2022, Vol. 33 
b Key Laboratory of Coal to Ethylene Glycol and Its Related Technology, Center for Excellence in Molecular Synthesis, Fujian Institute of Research on the Structure of Matter, Chinese Academy of Sciences, Fuzhou 350002, China
In the past decades, dearomatization reactions have been extensively studied, leading to the efficient generation of three-dimensional molecules such as spirocycles [1], which are potentially useful for drug discovery, natural product synthesis, and privileged ligand production [2]. Therefore, several strategies have been developed for dearomatizing electron-rich aromatics including phenols, naphthols, and indoles [1, 3]. By comparison, non-activated arenes such as benzene- and naphthalene-containing derivatives generally suffer from limited applicability in dearomatization methodologies due to high resonance stabilization energy of these arenes [1c, 4-6]. Recently, a number of advances in visible-light-induced dearomatization reactions were disclosed [7, 8], including several significant dearomatization protocols of non-activated arenes [9-19]. Notably, König [9] and Miyake [10] groups reported challenging Birch-type reduction of arenes promoted by visible light independently.

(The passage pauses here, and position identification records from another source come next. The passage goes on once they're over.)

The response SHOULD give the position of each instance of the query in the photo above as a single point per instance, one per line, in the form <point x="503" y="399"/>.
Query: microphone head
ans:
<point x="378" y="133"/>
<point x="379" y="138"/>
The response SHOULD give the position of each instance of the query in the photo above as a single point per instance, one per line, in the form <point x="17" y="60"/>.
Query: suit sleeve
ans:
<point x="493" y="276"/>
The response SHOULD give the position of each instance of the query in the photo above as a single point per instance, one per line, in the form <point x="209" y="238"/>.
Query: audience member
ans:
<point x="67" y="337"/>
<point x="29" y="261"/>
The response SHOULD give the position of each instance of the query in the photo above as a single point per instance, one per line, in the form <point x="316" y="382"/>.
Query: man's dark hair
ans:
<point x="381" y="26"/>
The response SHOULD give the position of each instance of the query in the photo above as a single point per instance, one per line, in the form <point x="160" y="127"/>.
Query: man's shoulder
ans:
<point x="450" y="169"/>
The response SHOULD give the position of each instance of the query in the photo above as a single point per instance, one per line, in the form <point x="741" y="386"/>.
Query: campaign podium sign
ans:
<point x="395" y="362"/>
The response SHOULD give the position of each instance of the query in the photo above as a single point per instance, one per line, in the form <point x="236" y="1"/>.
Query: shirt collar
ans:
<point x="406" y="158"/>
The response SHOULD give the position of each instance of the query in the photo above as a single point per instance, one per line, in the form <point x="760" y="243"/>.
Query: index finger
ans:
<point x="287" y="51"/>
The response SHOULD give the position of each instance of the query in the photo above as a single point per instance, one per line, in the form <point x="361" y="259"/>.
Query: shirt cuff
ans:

Several dearomative hydroalkylation reactions were also achieved by the group of Zhang, Mei and You [11], as well as the groups of Stephenson [12] and Murakami [13]. Importantly, the only reductive hydroarylation of predominantly benzene derivatives via visible-light-induced dearomative spirocyclization was achieved by the Jui's group through a radical-polar crossover process (Scheme 1a) [14]. Despite these significant progresses, dearomatization of non-activated arenes to produce novel sophisticated polycyclic architectures or to avoid the use of toxic reagents (SmI2/hexamethylphosphoramide) in similar traditional transformations [20] via visible-light-induced reductive process deserves further investigation.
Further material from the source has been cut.